A causa de toda essa confusão foi a terceirização da nova rodoviária, uma obra que está pronta desde junho do ano passado e que ficou 13 meses sem utilização pelo mesmo problema: a privatização de sua administração. A prefeitura admite desgaste com os episódios, mas diz que tudo foi feito visando o bem da administração e do uso do dinheiro público.
Os episódios desta semana demonstraram certo pouco caso com os personagens principais desta história: os usuários do transporte coletivo intermunicipal. Eles ficaram perdidos, sem saber a qual rodoviária ir. Sem saber se o ônibus que pegariam conseguiria sair da rodoviária, uma vez que havia a ameaça de autuação nas empresas que fossem ao terminal antigo.
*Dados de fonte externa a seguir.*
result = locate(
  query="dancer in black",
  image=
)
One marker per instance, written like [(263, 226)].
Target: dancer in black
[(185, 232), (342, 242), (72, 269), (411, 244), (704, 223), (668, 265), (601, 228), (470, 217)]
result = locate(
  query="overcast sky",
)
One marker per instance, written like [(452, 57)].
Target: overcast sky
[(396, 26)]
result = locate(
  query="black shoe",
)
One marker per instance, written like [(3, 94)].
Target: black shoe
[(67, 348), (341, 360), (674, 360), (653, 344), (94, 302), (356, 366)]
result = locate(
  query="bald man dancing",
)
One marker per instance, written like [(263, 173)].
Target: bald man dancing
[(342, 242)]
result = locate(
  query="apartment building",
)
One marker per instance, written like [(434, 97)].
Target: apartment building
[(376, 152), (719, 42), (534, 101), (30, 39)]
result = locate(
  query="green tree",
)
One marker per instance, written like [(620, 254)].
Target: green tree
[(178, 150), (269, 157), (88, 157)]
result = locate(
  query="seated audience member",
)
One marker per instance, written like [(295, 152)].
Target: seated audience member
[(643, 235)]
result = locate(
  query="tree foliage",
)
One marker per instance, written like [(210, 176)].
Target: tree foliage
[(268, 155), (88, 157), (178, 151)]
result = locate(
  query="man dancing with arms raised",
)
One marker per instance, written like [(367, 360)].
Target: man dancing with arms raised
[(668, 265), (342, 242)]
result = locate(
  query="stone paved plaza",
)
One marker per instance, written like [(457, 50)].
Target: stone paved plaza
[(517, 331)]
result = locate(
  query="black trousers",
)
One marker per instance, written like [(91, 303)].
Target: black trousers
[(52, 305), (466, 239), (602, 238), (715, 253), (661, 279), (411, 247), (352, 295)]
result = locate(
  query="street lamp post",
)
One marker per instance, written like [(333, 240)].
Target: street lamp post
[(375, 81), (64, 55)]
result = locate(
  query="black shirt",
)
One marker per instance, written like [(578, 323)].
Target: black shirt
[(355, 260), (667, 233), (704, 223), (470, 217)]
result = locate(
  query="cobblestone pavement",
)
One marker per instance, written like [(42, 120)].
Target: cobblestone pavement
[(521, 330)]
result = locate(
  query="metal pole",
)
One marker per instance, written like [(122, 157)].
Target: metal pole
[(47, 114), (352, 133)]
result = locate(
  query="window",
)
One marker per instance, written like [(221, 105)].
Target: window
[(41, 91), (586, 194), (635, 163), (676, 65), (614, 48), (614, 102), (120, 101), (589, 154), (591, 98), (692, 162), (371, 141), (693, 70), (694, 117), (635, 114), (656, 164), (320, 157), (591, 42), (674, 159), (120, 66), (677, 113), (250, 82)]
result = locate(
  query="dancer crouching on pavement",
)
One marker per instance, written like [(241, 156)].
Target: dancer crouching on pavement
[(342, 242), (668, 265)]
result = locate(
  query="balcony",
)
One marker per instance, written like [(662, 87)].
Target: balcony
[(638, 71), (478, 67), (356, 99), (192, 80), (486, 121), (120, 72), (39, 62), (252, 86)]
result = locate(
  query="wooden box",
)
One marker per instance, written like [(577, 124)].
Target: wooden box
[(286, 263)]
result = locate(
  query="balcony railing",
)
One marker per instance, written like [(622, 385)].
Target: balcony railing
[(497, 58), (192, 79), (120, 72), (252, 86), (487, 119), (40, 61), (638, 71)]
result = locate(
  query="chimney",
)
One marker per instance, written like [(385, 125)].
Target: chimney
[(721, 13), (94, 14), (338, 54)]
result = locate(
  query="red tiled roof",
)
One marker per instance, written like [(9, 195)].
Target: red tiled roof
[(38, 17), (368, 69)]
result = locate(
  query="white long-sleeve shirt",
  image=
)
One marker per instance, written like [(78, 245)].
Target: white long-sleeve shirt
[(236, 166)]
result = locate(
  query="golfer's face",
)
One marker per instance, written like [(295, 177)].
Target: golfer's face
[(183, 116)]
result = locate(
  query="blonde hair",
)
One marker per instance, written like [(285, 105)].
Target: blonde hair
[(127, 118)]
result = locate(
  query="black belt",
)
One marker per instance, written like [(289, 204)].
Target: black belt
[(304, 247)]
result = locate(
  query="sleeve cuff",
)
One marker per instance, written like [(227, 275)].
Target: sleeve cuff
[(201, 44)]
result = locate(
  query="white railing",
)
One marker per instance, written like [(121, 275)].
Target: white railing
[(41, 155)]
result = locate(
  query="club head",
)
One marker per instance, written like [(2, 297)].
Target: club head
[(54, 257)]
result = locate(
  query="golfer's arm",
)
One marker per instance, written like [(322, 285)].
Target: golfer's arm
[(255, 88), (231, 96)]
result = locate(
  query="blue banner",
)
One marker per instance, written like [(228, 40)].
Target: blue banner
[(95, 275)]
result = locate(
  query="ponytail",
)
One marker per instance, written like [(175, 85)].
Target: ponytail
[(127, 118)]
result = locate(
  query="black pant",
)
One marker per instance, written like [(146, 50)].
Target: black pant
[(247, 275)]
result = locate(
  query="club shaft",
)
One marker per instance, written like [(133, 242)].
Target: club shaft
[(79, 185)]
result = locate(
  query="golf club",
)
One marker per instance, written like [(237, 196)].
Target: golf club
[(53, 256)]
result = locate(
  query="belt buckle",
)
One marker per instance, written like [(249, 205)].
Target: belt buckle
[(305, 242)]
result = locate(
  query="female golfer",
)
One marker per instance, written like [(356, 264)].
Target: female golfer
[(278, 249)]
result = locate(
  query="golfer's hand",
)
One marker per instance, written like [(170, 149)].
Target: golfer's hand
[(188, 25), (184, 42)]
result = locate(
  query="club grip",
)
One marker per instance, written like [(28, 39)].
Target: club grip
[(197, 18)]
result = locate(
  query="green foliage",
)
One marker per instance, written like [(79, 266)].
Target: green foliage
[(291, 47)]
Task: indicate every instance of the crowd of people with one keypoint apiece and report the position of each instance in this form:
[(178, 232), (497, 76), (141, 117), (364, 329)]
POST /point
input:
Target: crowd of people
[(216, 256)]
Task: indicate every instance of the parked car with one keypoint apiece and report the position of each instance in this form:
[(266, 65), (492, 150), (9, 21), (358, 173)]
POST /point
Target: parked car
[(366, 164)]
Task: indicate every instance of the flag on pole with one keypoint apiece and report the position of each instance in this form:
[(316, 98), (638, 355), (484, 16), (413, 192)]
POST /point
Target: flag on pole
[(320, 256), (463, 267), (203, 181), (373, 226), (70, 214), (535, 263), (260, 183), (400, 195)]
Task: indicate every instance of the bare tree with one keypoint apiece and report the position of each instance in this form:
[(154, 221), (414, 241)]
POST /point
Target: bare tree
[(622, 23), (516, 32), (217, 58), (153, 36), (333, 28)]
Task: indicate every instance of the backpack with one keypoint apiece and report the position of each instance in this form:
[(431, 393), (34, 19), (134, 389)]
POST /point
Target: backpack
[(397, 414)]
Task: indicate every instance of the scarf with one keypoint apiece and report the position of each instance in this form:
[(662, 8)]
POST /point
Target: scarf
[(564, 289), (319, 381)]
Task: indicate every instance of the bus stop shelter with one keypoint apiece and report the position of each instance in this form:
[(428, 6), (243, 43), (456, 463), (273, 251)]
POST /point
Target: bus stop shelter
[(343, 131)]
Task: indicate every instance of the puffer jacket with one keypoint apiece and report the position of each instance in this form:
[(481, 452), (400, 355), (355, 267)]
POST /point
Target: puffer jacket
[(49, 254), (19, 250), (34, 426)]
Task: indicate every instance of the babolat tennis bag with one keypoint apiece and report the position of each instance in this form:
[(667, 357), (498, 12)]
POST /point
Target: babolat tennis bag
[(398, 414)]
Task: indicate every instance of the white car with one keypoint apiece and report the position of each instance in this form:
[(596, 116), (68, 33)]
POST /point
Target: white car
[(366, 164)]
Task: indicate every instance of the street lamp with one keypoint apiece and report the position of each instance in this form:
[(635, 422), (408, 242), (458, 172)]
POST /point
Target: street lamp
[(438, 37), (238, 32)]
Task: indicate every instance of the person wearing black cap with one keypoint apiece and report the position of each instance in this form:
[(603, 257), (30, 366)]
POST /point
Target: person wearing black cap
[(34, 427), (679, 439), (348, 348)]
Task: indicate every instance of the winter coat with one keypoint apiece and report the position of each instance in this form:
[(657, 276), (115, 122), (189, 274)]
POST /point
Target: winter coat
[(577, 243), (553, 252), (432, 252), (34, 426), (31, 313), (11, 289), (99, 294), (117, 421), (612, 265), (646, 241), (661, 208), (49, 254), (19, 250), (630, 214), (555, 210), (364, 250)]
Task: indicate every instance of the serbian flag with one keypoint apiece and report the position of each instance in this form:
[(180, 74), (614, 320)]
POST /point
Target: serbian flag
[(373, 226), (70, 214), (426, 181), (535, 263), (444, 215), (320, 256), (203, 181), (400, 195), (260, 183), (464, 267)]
A empresa que ganhou a concessão para a exploração do terminal dizia que tem custos para manter a rodoviária e, por isso, precisa cobrar valores justos pelo aluguel dos guichês de passagens, o alvo principal do impasse. As empresas de ônibus, por sua vez, alegavam que os preços pedidos são abusivos e que permaneceriam no terminal velho. A prefeitura afirmava que as empresas é que deveriam entrar em acordo.
Esqueceram dos usuários. Quem defende os interesses deles? Infelizmente foi preciso que o caos se formasse para que o poder público impusesse sua condição de concedente desse serviço. Ontem, após intermediar reuniões entre as empresas de ônibus e a administradora, a prefeitura anunciou que houve um acordo em relação à taxa. O acordo prevê o funcionamento, de fato, do novo terminal, no próximo dia 20 .
Que tudo isso sirva de lição. Quando o interesse coletivo está em jogo, a decisão final cabe ao poder público. A população não tem nada a ver com a falta de acordo entre duas empresas privadas. Ela quer ser atendida, até porque os R$ 2,1 milhões investidos na nova rodoviária saíram do bolso do contribuinte.